Revisiting old topics: Portland Barbecue and the Geography of the Burrito

Long ago I wrote about barbecue in Portland and promised to talk about burritos. I'm finally getting around to it, and it's an interesting story.

One of the first things immigrants do is find ways to make money. A classic one is to sell food. It might be scraping together the money to buy a 7-11 franchise or open a grocery store. Those with more hope than is realistic open restaurants. As near as I can tell they fail more often than anything except martial arts schools.

Now, Portland is a strange city. By most measures it is the most integrated US city for Asians and the most segregated for African-Americans. I can't prove it, but I'm pretty sure it's responsible for the concentration of barbecue and Southern cooking in our part of town and the ubiquity of Pho, Thai food, Bento, Sushi and bad Chinese everywhere else.

Of course, there are still concentrations of Asian communities here. The Hollywood district has a lot of Vietnamese businesses. There is still a mile or two of really scary Chinese restaurants out on SE 82nd, recently joined by the equally dodgy Hung Far Low (I swear to G-d I'm not making that name up)that used to be downtown. But on the whole, Asian food has spread all over the city. I particularly welcome the opening of the Malay Satay Hut in the Fubon Pan-Asian shopping center and supermarket on 82nd.

What does this have to do with burritos? More than you would think.

Fifteen years ago there really wasn't much Mexican food in Portland. Taco Bell doesn't count. With one or two notable exceptions (Lil Mexico, La Caretta, etc.) the only good Mexican food was out in Hillsboro where there were many Hispanic farm workers.

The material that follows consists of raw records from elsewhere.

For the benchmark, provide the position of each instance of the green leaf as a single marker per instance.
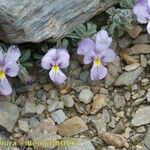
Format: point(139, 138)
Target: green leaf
point(27, 64)
point(128, 4)
point(25, 56)
point(37, 56)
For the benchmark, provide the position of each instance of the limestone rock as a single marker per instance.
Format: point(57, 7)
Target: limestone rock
point(72, 127)
point(9, 114)
point(32, 21)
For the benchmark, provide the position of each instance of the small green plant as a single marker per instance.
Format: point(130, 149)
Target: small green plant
point(127, 4)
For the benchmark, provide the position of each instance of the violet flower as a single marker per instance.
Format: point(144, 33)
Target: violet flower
point(24, 75)
point(98, 52)
point(8, 67)
point(56, 59)
point(142, 11)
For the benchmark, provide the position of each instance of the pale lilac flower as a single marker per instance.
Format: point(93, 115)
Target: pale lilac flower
point(98, 52)
point(142, 11)
point(8, 67)
point(24, 75)
point(54, 60)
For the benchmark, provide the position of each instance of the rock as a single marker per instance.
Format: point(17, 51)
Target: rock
point(33, 122)
point(141, 116)
point(58, 116)
point(144, 38)
point(72, 127)
point(9, 114)
point(127, 58)
point(132, 67)
point(85, 96)
point(67, 100)
point(45, 131)
point(119, 101)
point(106, 115)
point(100, 124)
point(80, 144)
point(22, 24)
point(120, 128)
point(135, 31)
point(28, 109)
point(147, 139)
point(39, 109)
point(54, 105)
point(148, 95)
point(23, 125)
point(143, 61)
point(139, 49)
point(99, 101)
point(128, 78)
point(124, 42)
point(115, 140)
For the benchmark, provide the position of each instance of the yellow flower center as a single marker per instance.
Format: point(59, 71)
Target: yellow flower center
point(97, 61)
point(55, 68)
point(2, 75)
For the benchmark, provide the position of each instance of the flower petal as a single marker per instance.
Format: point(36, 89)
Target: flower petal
point(1, 56)
point(5, 87)
point(11, 69)
point(103, 41)
point(141, 10)
point(108, 55)
point(86, 45)
point(98, 72)
point(63, 58)
point(49, 59)
point(13, 54)
point(57, 77)
point(89, 57)
point(148, 27)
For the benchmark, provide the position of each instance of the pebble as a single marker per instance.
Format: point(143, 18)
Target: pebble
point(39, 109)
point(100, 124)
point(72, 127)
point(45, 131)
point(23, 125)
point(99, 101)
point(33, 122)
point(28, 109)
point(132, 67)
point(119, 101)
point(115, 140)
point(143, 61)
point(67, 100)
point(9, 114)
point(58, 116)
point(85, 96)
point(128, 78)
point(80, 144)
point(54, 105)
point(141, 117)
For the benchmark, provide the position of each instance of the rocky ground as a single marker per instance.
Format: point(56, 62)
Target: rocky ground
point(102, 115)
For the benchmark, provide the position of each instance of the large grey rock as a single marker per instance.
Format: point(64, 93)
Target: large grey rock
point(142, 116)
point(128, 78)
point(9, 114)
point(35, 21)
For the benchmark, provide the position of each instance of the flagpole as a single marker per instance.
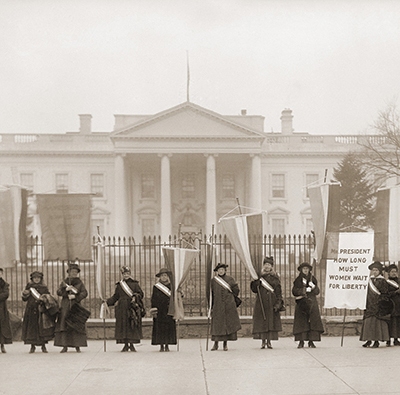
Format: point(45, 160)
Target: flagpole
point(210, 299)
point(344, 320)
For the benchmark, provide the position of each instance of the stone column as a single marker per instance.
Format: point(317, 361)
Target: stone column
point(255, 200)
point(211, 196)
point(165, 221)
point(121, 209)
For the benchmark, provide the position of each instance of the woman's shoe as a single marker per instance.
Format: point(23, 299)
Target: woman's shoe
point(125, 348)
point(215, 346)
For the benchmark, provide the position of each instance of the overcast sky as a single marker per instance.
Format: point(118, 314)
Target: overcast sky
point(334, 63)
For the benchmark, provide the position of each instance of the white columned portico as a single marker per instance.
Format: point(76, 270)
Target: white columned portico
point(211, 197)
point(255, 199)
point(120, 190)
point(165, 220)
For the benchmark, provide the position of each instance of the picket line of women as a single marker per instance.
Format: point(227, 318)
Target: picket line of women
point(45, 320)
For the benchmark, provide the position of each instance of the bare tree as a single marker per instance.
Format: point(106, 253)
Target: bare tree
point(381, 152)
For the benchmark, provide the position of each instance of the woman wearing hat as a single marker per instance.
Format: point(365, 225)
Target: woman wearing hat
point(225, 320)
point(164, 326)
point(375, 327)
point(73, 291)
point(128, 310)
point(394, 294)
point(307, 324)
point(5, 327)
point(266, 316)
point(38, 324)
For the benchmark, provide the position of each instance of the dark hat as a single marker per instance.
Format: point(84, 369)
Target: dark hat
point(269, 259)
point(376, 265)
point(304, 264)
point(219, 266)
point(36, 274)
point(73, 266)
point(391, 267)
point(162, 271)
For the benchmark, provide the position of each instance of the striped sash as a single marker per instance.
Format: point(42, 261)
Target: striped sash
point(223, 283)
point(163, 289)
point(266, 284)
point(125, 287)
point(373, 287)
point(392, 283)
point(35, 293)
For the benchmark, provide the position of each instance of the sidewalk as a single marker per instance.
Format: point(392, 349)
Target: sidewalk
point(244, 369)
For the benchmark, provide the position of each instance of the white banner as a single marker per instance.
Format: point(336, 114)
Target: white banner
point(347, 275)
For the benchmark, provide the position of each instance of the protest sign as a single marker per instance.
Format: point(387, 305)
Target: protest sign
point(347, 271)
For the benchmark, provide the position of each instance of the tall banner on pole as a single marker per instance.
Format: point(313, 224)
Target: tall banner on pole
point(65, 222)
point(347, 271)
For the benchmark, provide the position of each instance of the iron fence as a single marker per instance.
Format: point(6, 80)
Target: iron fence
point(146, 258)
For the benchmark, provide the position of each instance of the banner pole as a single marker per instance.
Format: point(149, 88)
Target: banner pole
point(344, 319)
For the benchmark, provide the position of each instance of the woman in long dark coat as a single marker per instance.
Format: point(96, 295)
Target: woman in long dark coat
point(307, 323)
point(128, 298)
point(38, 325)
point(375, 322)
point(72, 290)
point(225, 320)
point(266, 316)
point(5, 327)
point(394, 294)
point(164, 326)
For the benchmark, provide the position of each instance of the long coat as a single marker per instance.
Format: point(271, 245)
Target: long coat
point(307, 319)
point(225, 320)
point(394, 294)
point(164, 326)
point(38, 326)
point(128, 319)
point(65, 336)
point(271, 302)
point(5, 327)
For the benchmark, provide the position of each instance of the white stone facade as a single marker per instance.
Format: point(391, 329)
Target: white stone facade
point(186, 165)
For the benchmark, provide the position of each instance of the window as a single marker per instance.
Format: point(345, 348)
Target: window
point(228, 186)
point(278, 226)
point(188, 190)
point(62, 183)
point(97, 184)
point(27, 181)
point(148, 227)
point(148, 186)
point(311, 179)
point(278, 185)
point(309, 226)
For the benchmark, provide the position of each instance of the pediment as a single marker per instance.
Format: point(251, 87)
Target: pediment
point(187, 121)
point(278, 211)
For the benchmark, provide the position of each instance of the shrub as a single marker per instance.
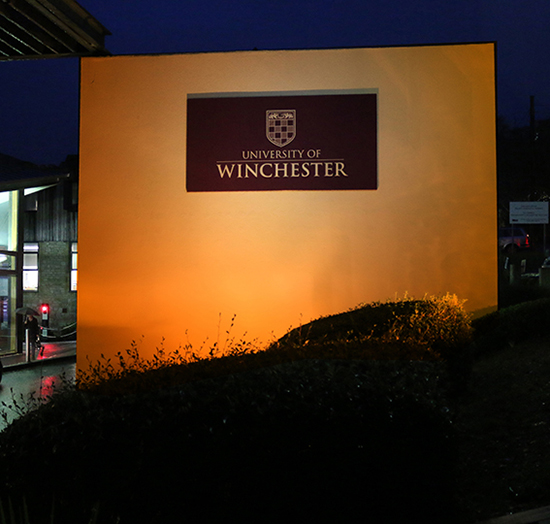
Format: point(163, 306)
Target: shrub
point(509, 326)
point(332, 440)
point(426, 329)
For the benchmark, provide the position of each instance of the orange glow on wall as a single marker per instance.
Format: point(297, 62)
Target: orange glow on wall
point(157, 262)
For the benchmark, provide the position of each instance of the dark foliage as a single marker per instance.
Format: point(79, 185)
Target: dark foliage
point(317, 429)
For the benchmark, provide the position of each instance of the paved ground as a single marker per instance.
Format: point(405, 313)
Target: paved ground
point(38, 377)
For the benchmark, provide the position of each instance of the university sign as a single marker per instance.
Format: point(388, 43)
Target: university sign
point(266, 142)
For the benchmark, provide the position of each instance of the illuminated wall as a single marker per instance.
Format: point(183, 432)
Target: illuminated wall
point(156, 261)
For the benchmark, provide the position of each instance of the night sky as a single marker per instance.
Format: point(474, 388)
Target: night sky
point(39, 98)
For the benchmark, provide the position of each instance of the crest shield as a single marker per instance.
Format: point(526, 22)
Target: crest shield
point(280, 126)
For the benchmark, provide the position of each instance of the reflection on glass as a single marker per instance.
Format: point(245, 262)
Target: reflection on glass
point(8, 220)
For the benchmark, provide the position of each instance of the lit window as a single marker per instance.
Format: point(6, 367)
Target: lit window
point(74, 254)
point(30, 267)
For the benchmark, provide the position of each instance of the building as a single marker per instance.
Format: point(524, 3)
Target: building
point(38, 249)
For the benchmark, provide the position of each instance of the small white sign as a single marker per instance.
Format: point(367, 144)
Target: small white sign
point(528, 212)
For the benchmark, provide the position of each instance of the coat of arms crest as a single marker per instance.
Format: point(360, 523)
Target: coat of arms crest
point(280, 126)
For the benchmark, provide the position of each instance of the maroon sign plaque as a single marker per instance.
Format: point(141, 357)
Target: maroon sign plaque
point(269, 142)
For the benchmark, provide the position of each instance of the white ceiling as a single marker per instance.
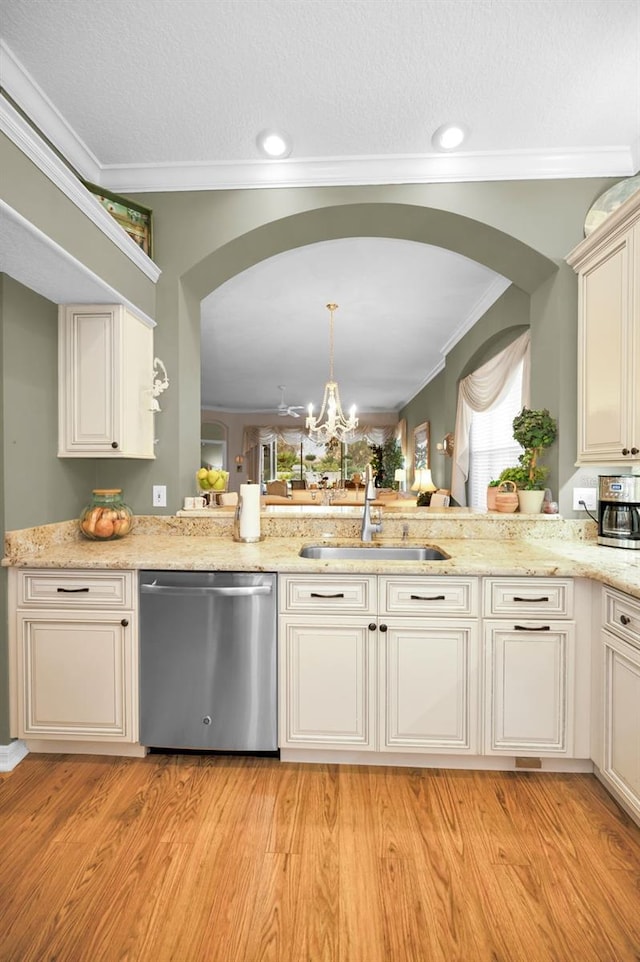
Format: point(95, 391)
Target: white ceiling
point(170, 94)
point(400, 304)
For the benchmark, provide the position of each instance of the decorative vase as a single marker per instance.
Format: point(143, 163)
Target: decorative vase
point(507, 497)
point(530, 501)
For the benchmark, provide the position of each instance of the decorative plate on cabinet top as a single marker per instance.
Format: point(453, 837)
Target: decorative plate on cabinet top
point(609, 201)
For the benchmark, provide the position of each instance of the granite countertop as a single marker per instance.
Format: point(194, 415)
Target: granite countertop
point(543, 551)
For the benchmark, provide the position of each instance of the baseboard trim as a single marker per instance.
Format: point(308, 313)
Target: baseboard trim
point(12, 754)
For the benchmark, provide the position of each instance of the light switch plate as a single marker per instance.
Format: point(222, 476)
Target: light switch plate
point(159, 495)
point(588, 495)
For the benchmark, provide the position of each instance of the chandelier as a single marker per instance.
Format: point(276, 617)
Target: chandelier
point(335, 424)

Over the intervening years we've seen places start to pop up. When contractors started hiring large numbers of Latin Americans we started to notice lunch carts switch from stereotypically American food to tacos and burritos. Some neighborhoods began to sprout taquerias: St. John's, Alberta, and others. They were followed or accompanied by ethnic specialty shops, bakeries, Spanish-language video stores and everything else you'd expect. Meanwhile several of the late and unlamented taco y burrito gringo joints have gone under, pushed out by better and more authentic vendors.